During the second week of the Palestinian prisoners' hunger strike led by Marwan Barghouti, this Thursday and Friday have been declared a day of general strike and a” day of wrath” all over the West Bank and East Jerusalem.
This marks a new peak in the widespread support for the prisoners with daily demonstrations, marches and festivals having accompanied the hunger strike from its very beginning and an expansion in the scope of the strike movement.
The hunger strike of the Palestinian detainees’ in Israeli prisons reached a new high-water point this week, when the majority of businesses, educational facilities, and public transportation companies in the Palestinian cities in the West Bank declared it a day of general strike. The activities in support of the hunger strike were escalated Friday, as mass demonstrations, and ensuing clashes with Israeli forces, commenced around the West Bank. The National Committee for the Support of the Strike has called for activities that include prayer and demonstrations on Sunday, a worker march on Labour Day, and other activities throughout the next week. With no solution to the crises in sight, the hunger strike and the accompanying solidarity campaigns outside the prisons promise further escalation till the demands of the detainees are met. Parallel, with no movement towards ending the occupation, Palestinians are forced to try only resort solutions to draw the international community’s attention to their plight and push for the achievements of statehood.
The open-ended hunger strike, led by Palestinian Legislative council and Fatah Central committee member Marwan Barghouti, who has detained by Israel since 2002, began on Palestinian prisoner’s day last Monday, April 17th. Barghouti declared the beginning of the strike to the world with an op-ed published by the New York Times, which drew heavy criticism for the paper from many Israeli politicians. One of their main points of objection is to the identification of Barghouti as a “parliamentarian”, rather than as a “terrorist”, as the Prime Minister of Israel, Benjamin Netanyahu would have it. Barghouti, seen by many as a symbol of Palestinian resistance and perseverance, is serving four consecutive life sentences and 40 years after being sentenced by an Israeli civilian court, whose authority he bitterly rejected.

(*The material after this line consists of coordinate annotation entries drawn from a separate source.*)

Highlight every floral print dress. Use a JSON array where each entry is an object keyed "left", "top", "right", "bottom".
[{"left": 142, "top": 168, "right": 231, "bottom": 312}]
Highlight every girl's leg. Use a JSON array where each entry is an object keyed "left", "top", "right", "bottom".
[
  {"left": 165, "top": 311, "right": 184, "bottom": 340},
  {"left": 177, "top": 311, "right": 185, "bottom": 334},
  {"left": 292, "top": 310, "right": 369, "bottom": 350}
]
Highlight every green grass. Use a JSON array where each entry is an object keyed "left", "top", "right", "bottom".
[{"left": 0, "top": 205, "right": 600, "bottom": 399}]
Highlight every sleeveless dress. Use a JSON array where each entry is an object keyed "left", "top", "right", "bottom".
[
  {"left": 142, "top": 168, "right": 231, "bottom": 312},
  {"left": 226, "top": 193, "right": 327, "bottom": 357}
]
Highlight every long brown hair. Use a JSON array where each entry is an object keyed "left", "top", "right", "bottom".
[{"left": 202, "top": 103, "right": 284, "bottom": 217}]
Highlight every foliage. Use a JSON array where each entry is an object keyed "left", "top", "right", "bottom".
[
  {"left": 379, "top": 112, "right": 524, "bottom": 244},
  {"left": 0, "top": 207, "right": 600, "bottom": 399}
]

The strike is meant to protest the conditions Palestinian prisoners face in Israeli detention and demand basic rights such as more family visits, better health services and the cancellation of administrative detention. Since its announcement, weeks before April 17th, between 1200 and 1600 Palestinian detainees have declared their participation, according to multiple sources. This is largest hunger strike of Palestinian detainees in Israeli prisons since 3,000 detainees struck for one day in 2013 and largest open-ended strike since the beginning of the occupation.
According to the PLO-affiliated Palestinian Commission on Detainees and Ex-detainees Affairs, one million Palestinians have been detained by Israel since 1967, of which 6500 remain in Israeli detention. These include 500 under administrative detention, i.e. using secret charges and sentenced by the Israeli army itself without trial, 300 minors, 15 parliamentarians, and 62 women. This can explain the successful mobilization of many Palestinians to support the prisoners through acts of solidarity. Many PLC members detained in Israel have since joined the hunger strike, including PFLP Secretary General Ahmad Saadat. Nonetheless, some Palestinian factions, most notably Hamas, have elected not to participate, at least officially, in the strike.
In the eyes of many Palestinians, including Barghouti himself, the hunger strike and the national movement surrounding it is an opportunity to refocus the Palestinian vision and discourse on the struggle against the occupation once more. It is hardly by chance that the time of the prisoners’ hunger strike coincides with the 50th anniversary of the Israeli occupation. In the NYT article, Barghouti contextualizes the strike within, what he names, the struggle for ‘Freedom and Dignity’. This comes in contrast to the thoughts of some, who insinuate that Barghouti is utilizing the strike to boost his own political agenda with Fatah. The strike, to those taking part in it, expands far beyond the confines of the prisons’ walls, which come to symbolize the ongoing wider struggle against Israel’s occupation.